The earlier version of the robot, which consists of a high-speed vision sensor and a simplistic robot hand, was able to recognize its opponent’s choice of rock, paper, or scissors as their fingers moved into position. The catch was that it took the robot hand another 20 milliseconds to position its own fingers. That minor delay, barely perceptible to the human eye, revealed to anyone with fast enough eyes (really, guys, who does?) that the robot was indeed “cheating”, since it was technically showing its hand slower than the human hand. For the robotics scientists at the University of Tokyo, this was an issue that needed resolving. Now the second and improved version of the robotic hand is able to play its choice in just one millisecond. By recognizing the human player’s strategy earlier, the robot can show its hand at exactly the same time as its opponent.
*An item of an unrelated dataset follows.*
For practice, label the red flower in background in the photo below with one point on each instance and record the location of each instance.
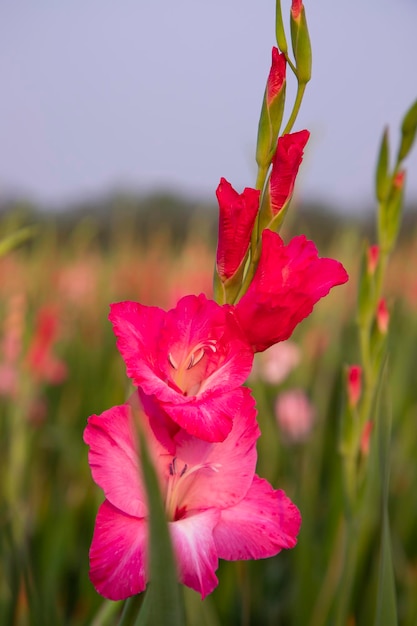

Now the Japanese have robotic hands that will beat you at rock-paper-scissors. They also have a robot that will beat the crap out of you in air hockey, and they also have one that talks and provides companionship for lonely astronauts. Lastly, they have a rock band made of robots – yes, robot musicians who rock better than Bon Jovi. If ever these robots become sentient, good luck at trying to beat them at air hockey or rock-paper-scissors.